Poor Job Prospects Deter Ecological Engineers

Poor Job Prospects Deter Ecological Engineers

Published: June 13, 2012 (Issue # 1712)

MOSCOW — Graduates of Russia’s environmental science faculties are struggling to find employment in their sphere despite a global trend toward demand for their expertise, a survey has found.

In a survey of dozens of jobseekers in the environmental sector, only 15 percent of qualified graduates were working in the profession, a survey by Superjob.ru found.

The remainder, daunted by low starting salaries and poor career prospects, wind up in white-collar sectors like sales and advertising.

Environmental engineers are responsible for ensuring that businesses comply with relevant legislation and minimizing the ecological impact of commercial activities — a role requiring knowledge of specialist software, environmental law and guidelines for businesses.

Superjob.ru predicted a steady increase in demand for such professionals in the medium term, citing a KPMG report published in February that said the hidden costs to businesses from environmental damage were likely to double over a 14-year period, based on trends over the last decade.
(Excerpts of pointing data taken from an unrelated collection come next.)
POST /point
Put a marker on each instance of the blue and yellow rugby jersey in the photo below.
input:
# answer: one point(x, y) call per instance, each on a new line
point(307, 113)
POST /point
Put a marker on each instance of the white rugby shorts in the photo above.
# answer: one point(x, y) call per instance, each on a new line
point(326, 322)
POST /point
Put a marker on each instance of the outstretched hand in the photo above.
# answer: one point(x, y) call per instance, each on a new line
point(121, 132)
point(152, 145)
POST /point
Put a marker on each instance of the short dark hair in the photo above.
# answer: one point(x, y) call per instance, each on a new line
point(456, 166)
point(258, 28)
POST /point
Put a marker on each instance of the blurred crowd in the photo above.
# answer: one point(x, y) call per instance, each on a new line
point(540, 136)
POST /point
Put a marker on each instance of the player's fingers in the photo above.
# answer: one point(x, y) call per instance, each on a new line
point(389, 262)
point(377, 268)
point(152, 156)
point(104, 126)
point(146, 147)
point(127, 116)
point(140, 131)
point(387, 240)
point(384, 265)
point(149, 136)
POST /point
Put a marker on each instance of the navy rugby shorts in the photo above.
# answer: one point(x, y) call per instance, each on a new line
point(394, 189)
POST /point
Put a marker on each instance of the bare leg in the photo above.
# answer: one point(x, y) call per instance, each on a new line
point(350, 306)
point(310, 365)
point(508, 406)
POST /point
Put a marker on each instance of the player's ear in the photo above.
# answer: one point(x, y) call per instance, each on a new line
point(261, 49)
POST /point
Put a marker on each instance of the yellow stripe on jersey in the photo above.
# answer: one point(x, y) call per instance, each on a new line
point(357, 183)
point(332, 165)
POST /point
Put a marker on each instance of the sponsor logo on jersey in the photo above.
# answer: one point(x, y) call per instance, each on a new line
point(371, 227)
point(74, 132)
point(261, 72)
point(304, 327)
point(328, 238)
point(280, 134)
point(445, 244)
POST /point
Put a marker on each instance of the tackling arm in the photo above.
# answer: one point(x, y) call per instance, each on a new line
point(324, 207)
But after surveying jobseekers in the sectors that KPMG expects to be hit hardest by the changes, including oil and gas, metals, food and drink and automobile manufacturing, Superjob’s researchers found that current pay is so low that new graduates are essentially performing a labor of love, the report writers said.

Entry-level salaries start from 20,000 to 25,000 rubles per month ($600 to $757) in Moscow, and fall to 9,000 to 12,000 rubles in regional capitals like Kazan and Nizhny Novgorod.

Of those who stay in the trade, poor working conditions and high demand mean many are constantly on the lookout for a new employer. About 69 percent of ecologists looking for jobs in the auto, oil and gas and metals industries that participated in the survey were already employed in the sector, the report writers said.

“That means environmental engineers are in demand — they are not left unemployed — but the conditions on offer are not very attractive, and there are relatively few entry-level jobseekers,” said the report writers.

In polluting industries, which face stringent regulation and have the money to pay for expertise, the profession can pay relatively handsomely. An environmental engineer can command an average wage of 41,000 rubles per month in the oil and gas sector, and almost as much in the automotive, power generation and beverage industries. Top performers in large companies can earn up to 100,000 rubles per month, Superjob.ru said.

Sergei Sitnikov, a lawyer at Baker and McKenzie who specializes in environmental consulting, said no client had ever asked for advice on hiring specialized staff to ensure ecological compliance.

“I’d say the environment for such jobs is not that friendly, although there are some separate signs of potential room for growth,” he said.

A draft law on environmental auditing currently under consideration in the Duma could boost that demand, he said, but it is unclear when it will be adopted.